Professor’s tips for merchandising and marketing

Colleen Young, Associate Culture Editor

Teaching students about the textile industry is this professor’s trait. With 34 years of teaching experience, Liza Abraham, an assistant professor of fashion and textile technology, has seen the industry change across the globe.

“I was always intrigued by the beautiful and colorful textiles of India, also I used to sew a lot in my younger days,” Abraham said.

She went on to study textiles and clothing. Abraham earned her bachelor of science from the University of Bombay in 1978 and her master of science from the University of Bombay in 1980. After receiving her master’s, Abraham was motivated to continue, so she came to the United States and earned her Ph.D. from Iowa State University in 1992.

She’s been teaching since 1980, beginning with seven years in India at the University of Bombay, then three and a half years at Oklahoma State. She has been at Buffalo State since 1997.

“A desire to share what I had learned was what got me interested in teaching,” Abraham said.

She now teaches courses on issues in fashion merchandising, computer applications in buying merchandise and research methods in fashion merchandising.

Through the years, Abraham has seen education in the industry change. The industry is more focused on using technology and understanding the customer and what makes them buy certain brands.

She said she caters more to preparing students for the workplace, updating her curriculum so students are prepared for jobs in the industry. She teaches courses on creativity, exposing her students to innovative strategies and processes that retailers use today in the workplace.

In both countries that she’s lived in, she said India and the U.S. are looking for creativity in design and the conceptualizing of projects.

“Both are focusing on the needs and wants of the consumer group,” Abraham said.

However, she said India is now marketing toward its middle class.

“Today there are a lot more middle-class Indians who are spending a lot on luxury goods, and also the youngsters today are wearing more western clothing being influenced by Western media,” she said.

Fashion and textile technology is a tough business. Abraham tells her students that they need to have people skills, the ability to be quick on their feet, a passion for what they’re doing and creativity to succeed. She said her former students have gone into jobs in buying, merchandising, and the communication aspect of advertising and promotion. Some of her other students have become buyers in New York City and Buffalo, senior merchandisers and store managers.

To prepare her students for these positions, Abraham tries to use examples of different kinds of retailers and merchandisers, business models, case studies related to big department stores and the different strategies they use.

She said her students must be energetic, have the ability to creatively solve problems, have a liking for people, work long hours and adapt quickly to new ways of doing things.

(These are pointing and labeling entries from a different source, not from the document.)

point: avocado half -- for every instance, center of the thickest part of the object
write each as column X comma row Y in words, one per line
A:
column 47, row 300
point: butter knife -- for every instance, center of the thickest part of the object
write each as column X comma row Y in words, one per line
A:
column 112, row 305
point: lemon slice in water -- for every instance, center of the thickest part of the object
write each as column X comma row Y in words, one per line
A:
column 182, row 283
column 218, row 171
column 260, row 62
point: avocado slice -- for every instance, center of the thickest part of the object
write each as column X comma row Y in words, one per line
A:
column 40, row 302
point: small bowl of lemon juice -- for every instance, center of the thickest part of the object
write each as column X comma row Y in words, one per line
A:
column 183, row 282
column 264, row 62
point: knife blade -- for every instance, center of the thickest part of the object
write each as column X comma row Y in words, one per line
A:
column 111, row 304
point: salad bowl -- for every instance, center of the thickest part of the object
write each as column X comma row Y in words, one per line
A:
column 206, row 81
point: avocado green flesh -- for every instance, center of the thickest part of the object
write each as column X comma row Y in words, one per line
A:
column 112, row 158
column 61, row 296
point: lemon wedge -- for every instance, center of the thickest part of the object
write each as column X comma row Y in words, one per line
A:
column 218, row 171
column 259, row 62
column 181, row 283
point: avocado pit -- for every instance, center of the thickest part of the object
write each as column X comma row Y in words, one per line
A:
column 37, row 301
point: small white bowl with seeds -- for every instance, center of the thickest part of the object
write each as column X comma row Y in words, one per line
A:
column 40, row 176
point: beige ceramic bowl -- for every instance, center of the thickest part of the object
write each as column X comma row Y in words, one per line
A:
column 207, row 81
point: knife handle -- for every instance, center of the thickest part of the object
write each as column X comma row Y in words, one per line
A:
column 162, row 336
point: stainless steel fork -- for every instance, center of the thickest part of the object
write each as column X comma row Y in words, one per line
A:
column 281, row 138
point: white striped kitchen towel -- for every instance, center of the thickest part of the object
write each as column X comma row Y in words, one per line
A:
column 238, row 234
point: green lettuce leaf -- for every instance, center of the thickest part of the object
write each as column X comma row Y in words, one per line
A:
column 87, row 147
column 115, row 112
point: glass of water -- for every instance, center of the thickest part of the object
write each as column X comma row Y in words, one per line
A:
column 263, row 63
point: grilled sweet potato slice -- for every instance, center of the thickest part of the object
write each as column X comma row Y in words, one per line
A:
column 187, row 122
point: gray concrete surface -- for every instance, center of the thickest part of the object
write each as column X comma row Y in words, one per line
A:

One project that’s helping them hone these qualities is their collaboration with thrift shop Goodwill Industries.

Goodwill’s goal is to hire underprivileged people in the community. Its current goal is to increase the number of people they hire, so it is trying to improve sales by focusing on what it sells and the stores’ presentation.

The corporation approached the design department with the idea for students to help them.

“I teach research methods, so I was excited with the opportunity to do an applied research project,” Abraham said.

Buffalo State students have paired off to visit and take pictures of one of the nine Buffalo-area Goodwill stores assigned to them, in order to understand the difference between selling space versus non-selling space, and to create floor space plans.

The students were provided with a hand drawn floor space with dimensions. Now they’re using SmartDraw to create the floor plans in 2-D computer rendering to plan the layout of the merchandise in detailed arrangement on the selling space.

Abraham said the students are in the final stages of their projects, and next they’ll hope for client approval of their suggestions.

In the classroom and throughout projects like the partnership with Goodwill, Abraham said she enjoys getting to know the students.

She said, “I make sure they understand the subject matter and I make sure they succeed in the future career that they plan to have.”